The cocktail of weather lending support to the market includes dryness, hail, extreme cold and frost and heavy snowfall.
Due to this, Rabobank has lifted its Chicago Board of Trade wheat expectations and we now see it trading between US500 cents a bushel and US515c/bu throughout 2020.
This will be a welcome, albeit small, lift for Australian grain farmers who have otherwise been relying on tight local conditions to lift domestic prices.
In the US and Canada, the weather concern is low temperatures and snowfall.
In Alberta and Saskatchewan, the spring wheat harvest is 20 per cent and 30pc respectively behind, compared with the five-year average due to unseasonably cold weather and blizzards.
The United States Department of Agriculture revised Canadian wheat production down 1pc to 33 million tonnes this month, and we may see a further decrease if the unfavourable weather continues.
Meanwhile, in the northern US, their spring wheat harvest is only 94pc complete when it would normally be complete by the second week of October.
In Argentina, it is ongoing dryness - as well as hail and frost over the past month - that has delivered supply downgrades. Expectations for Argentina's wheat harvest have already been reduced by the USDA, but down to what would still be a record 20.5 million tonnes, and up 5pc year-on-year.
However, the Rosario Board of Trade has more recently cut its wheat forecast to 19.8 million tonnes, with an increased area planted to wheat this year the factor keeping new crop supply prospects above last year's harvest volume, as yields fall below last year's.
Dryness has also been affecting the wheat outlook in southern Europe and the Black Sea region.

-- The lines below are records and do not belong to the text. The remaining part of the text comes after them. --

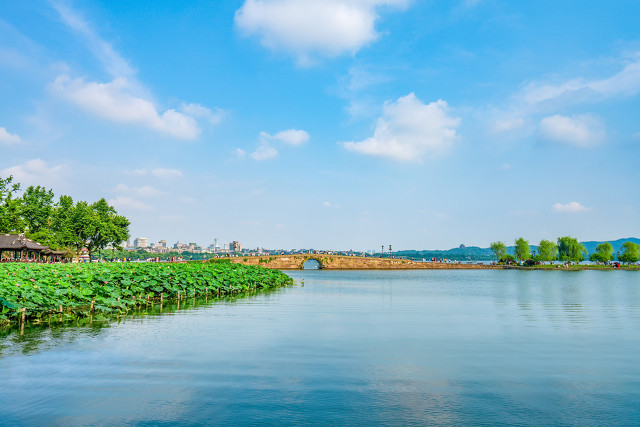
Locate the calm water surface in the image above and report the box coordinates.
[0,270,640,426]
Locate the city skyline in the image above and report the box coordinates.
[0,0,640,250]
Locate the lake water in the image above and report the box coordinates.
[0,270,640,426]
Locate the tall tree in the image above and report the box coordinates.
[87,198,129,256]
[51,196,75,248]
[515,237,531,261]
[558,236,587,262]
[0,176,24,233]
[589,242,613,262]
[618,242,640,262]
[538,240,558,261]
[491,241,507,261]
[21,185,53,234]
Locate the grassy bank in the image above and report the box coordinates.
[0,262,293,323]
[504,264,640,271]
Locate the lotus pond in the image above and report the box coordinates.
[0,262,293,323]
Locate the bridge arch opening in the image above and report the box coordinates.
[302,258,324,270]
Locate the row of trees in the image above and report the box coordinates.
[491,236,640,263]
[0,176,130,256]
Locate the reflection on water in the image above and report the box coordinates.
[0,288,280,358]
[0,270,640,425]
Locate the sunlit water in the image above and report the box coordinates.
[0,270,640,426]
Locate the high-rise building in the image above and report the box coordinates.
[133,237,149,248]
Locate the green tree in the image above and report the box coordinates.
[51,196,75,249]
[589,242,613,262]
[0,176,24,233]
[515,237,531,261]
[618,242,640,263]
[537,240,558,261]
[21,185,53,237]
[491,241,507,261]
[558,236,587,262]
[87,198,129,256]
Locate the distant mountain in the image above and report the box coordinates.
[394,237,640,261]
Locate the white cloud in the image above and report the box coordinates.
[520,53,640,105]
[540,114,606,148]
[114,184,164,198]
[125,168,182,178]
[0,159,68,186]
[491,117,526,133]
[322,201,340,209]
[49,74,200,139]
[260,129,309,145]
[552,202,590,213]
[250,141,278,161]
[181,104,227,125]
[50,1,135,77]
[343,93,460,162]
[0,127,22,145]
[151,168,182,178]
[108,196,153,211]
[235,0,408,64]
[49,0,226,139]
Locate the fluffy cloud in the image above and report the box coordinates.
[0,159,68,186]
[107,196,153,211]
[322,201,340,209]
[0,127,22,145]
[181,104,227,125]
[343,93,460,161]
[50,74,200,139]
[49,0,135,76]
[114,184,164,198]
[260,129,309,145]
[552,202,589,213]
[125,168,182,178]
[151,168,182,178]
[491,117,526,133]
[250,141,278,161]
[540,114,605,148]
[519,54,640,105]
[235,0,407,64]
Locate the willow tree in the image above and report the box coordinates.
[515,237,531,261]
[537,240,558,261]
[491,241,507,262]
[589,242,613,262]
[0,176,24,233]
[618,242,640,262]
[558,236,587,262]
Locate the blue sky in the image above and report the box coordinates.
[0,0,640,250]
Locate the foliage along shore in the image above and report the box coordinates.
[0,262,293,324]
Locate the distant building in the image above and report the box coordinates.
[133,237,149,249]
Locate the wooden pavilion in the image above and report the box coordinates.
[0,234,65,262]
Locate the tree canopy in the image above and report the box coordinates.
[558,236,587,262]
[618,242,640,262]
[0,176,130,256]
[491,241,507,261]
[536,240,558,261]
[589,242,613,262]
[515,237,531,261]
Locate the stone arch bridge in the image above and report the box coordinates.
[231,254,502,270]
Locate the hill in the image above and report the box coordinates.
[394,237,640,261]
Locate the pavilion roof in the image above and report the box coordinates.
[0,234,49,251]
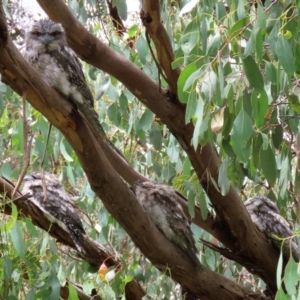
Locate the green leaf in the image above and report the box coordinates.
[46,269,60,300]
[10,222,25,259]
[192,99,204,149]
[218,157,230,196]
[272,124,283,149]
[276,35,295,74]
[276,251,283,290]
[68,282,79,300]
[1,202,18,231]
[149,124,162,151]
[260,147,277,186]
[115,0,127,21]
[242,55,264,92]
[139,108,154,131]
[177,62,199,103]
[283,256,298,295]
[60,139,73,162]
[231,109,253,163]
[251,90,268,128]
[136,35,148,65]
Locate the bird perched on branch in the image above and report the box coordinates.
[23,19,126,161]
[134,181,199,265]
[22,172,85,252]
[24,19,94,107]
[244,196,300,261]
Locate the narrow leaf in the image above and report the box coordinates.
[242,55,264,92]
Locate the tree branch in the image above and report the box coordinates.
[32,0,278,292]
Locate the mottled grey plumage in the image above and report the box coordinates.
[24,19,94,106]
[23,19,126,160]
[135,181,199,265]
[244,196,300,261]
[22,172,85,252]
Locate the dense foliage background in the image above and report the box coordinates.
[0,0,300,300]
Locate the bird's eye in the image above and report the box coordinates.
[50,31,61,36]
[31,31,42,36]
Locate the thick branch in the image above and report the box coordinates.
[141,0,181,95]
[0,9,265,300]
[34,0,278,292]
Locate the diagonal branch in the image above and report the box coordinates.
[141,0,181,95]
[34,0,278,292]
[0,8,266,300]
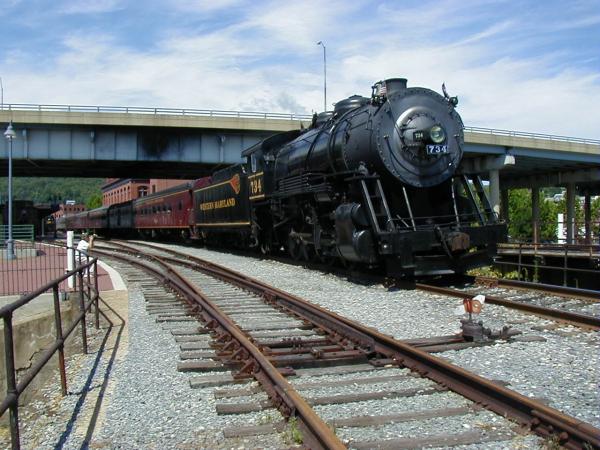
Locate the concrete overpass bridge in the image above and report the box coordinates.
[0,104,600,243]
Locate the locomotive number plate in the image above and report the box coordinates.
[427,145,448,155]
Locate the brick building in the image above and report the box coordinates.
[52,201,87,220]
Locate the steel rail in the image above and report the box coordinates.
[415,283,600,330]
[475,276,600,302]
[103,245,600,449]
[94,244,346,449]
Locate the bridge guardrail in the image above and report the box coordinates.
[0,103,600,146]
[464,127,600,145]
[3,103,312,120]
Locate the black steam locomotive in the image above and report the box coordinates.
[58,78,506,277]
[199,78,506,276]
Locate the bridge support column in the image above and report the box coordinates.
[531,187,540,244]
[583,190,592,245]
[567,183,575,244]
[500,189,510,222]
[489,169,500,215]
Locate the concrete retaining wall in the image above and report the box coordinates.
[0,294,82,425]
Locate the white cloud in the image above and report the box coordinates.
[58,0,123,14]
[0,0,600,138]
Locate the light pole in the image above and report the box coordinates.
[317,41,327,111]
[4,122,17,259]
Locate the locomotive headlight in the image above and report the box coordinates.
[429,125,446,144]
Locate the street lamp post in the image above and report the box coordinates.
[317,41,327,111]
[4,122,17,259]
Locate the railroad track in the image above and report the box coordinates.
[196,243,600,330]
[90,246,600,448]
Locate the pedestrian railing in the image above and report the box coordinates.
[0,225,35,247]
[0,250,100,449]
[0,240,69,296]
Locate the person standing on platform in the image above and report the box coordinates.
[77,233,94,265]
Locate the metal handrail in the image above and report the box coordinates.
[0,249,100,450]
[0,103,600,146]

Planting has been delayed due to below-average rainfall. However, with the arrival of rains over the last fortnight and with a favourable rainfall forecast for most of Europe this month, the season is likely to pick up.
Forecast higher than average temperatures during the month should also assist farmers to get back in the fields and catch up on planting progress.

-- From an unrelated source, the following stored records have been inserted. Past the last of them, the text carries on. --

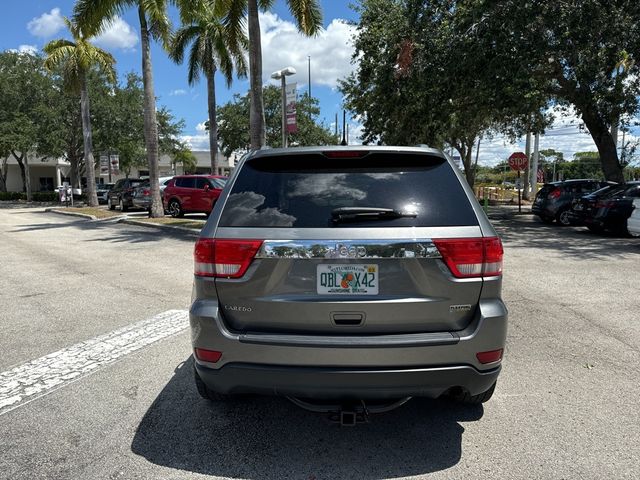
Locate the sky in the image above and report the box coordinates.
[0,0,640,165]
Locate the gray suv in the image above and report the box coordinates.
[190,146,507,403]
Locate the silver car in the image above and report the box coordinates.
[190,146,507,412]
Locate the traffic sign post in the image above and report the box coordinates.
[508,152,529,213]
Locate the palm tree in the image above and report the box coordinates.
[44,18,116,207]
[74,0,171,217]
[220,0,322,149]
[169,3,248,173]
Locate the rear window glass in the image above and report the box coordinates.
[219,153,478,228]
[210,178,227,190]
[176,177,196,188]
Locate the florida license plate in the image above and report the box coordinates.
[316,264,378,295]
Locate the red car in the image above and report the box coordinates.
[162,175,227,217]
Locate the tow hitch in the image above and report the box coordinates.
[287,397,411,427]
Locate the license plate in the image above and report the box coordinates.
[316,264,378,295]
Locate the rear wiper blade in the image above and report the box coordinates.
[331,207,417,223]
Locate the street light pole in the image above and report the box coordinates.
[271,67,296,148]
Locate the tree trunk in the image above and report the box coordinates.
[578,107,624,183]
[247,0,266,150]
[11,151,31,202]
[138,5,164,218]
[0,155,9,192]
[207,69,218,175]
[80,76,98,207]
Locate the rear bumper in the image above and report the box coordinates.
[196,362,500,399]
[189,298,508,398]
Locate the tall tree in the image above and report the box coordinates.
[74,0,171,217]
[216,0,322,150]
[466,0,640,182]
[0,52,62,201]
[43,18,116,207]
[169,3,248,173]
[218,85,338,156]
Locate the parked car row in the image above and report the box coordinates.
[531,180,640,235]
[105,175,227,217]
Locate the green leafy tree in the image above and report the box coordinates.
[464,0,640,182]
[44,18,115,207]
[169,3,248,173]
[0,52,62,201]
[340,0,545,185]
[74,0,171,217]
[216,0,322,150]
[218,85,338,156]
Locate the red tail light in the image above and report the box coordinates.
[476,348,503,364]
[193,238,262,278]
[547,188,562,199]
[322,150,369,158]
[433,237,503,278]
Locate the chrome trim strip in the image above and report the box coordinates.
[238,332,460,348]
[255,239,441,260]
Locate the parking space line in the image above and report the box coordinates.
[0,310,189,415]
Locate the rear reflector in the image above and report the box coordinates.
[196,348,222,363]
[193,238,262,278]
[433,237,503,278]
[476,348,502,364]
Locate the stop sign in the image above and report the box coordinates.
[509,152,529,170]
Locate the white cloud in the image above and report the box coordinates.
[260,12,355,89]
[180,134,209,151]
[27,8,65,38]
[9,45,38,55]
[94,17,138,50]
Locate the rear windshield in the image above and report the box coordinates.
[219,153,478,228]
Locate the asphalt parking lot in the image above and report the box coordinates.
[0,208,640,480]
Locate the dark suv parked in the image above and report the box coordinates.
[107,178,143,212]
[190,143,507,412]
[574,182,640,235]
[531,180,607,225]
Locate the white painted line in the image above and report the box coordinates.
[0,310,189,415]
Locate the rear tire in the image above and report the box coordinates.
[453,382,497,405]
[193,367,233,402]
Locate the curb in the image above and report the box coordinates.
[117,218,204,235]
[44,207,98,220]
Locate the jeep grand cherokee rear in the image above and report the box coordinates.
[190,147,507,403]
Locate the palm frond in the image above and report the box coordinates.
[73,0,131,37]
[287,0,322,36]
[168,25,201,63]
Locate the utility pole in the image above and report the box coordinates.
[307,55,311,98]
[522,129,531,200]
[531,132,540,198]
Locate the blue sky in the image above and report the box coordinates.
[0,0,640,165]
[0,0,357,149]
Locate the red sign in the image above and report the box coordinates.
[509,152,529,170]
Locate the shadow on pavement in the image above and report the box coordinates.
[490,215,640,259]
[12,212,199,243]
[131,357,483,479]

And of course it is dryness, and frost in parts, that is Australia's contribution to this weather cocktail.
As the headers get rolling in earnest in Western Australia and South Australia, Queensland finishes up and NSW considers reaping the little that it has, it is only in Victoria that we expect close to an average harvest volume.
We forecast that Australia's winter crop harvest will be just 27.7 million tonnes this year. That is down 9pc on last year's disappointment, and this keeps it 31pc below the five year average.
Unlike last year, there is not going to be a bumper Western Australian crop to prop up the national performance.
The USDA still has Australia producing 18 million tonnes of wheat this year in their calculations. By our estimates, they still have more than two million tonnes to write down.
But despite the cocktail of weather concerns around the globe, and even with further write downs for Australia, global production is still expected to be up 3pc, and stocks to grow 4pc over the year.
The cocktail of weather required needs to be much more potent before we get a serious, rather than just a little, lift in global wheat prices.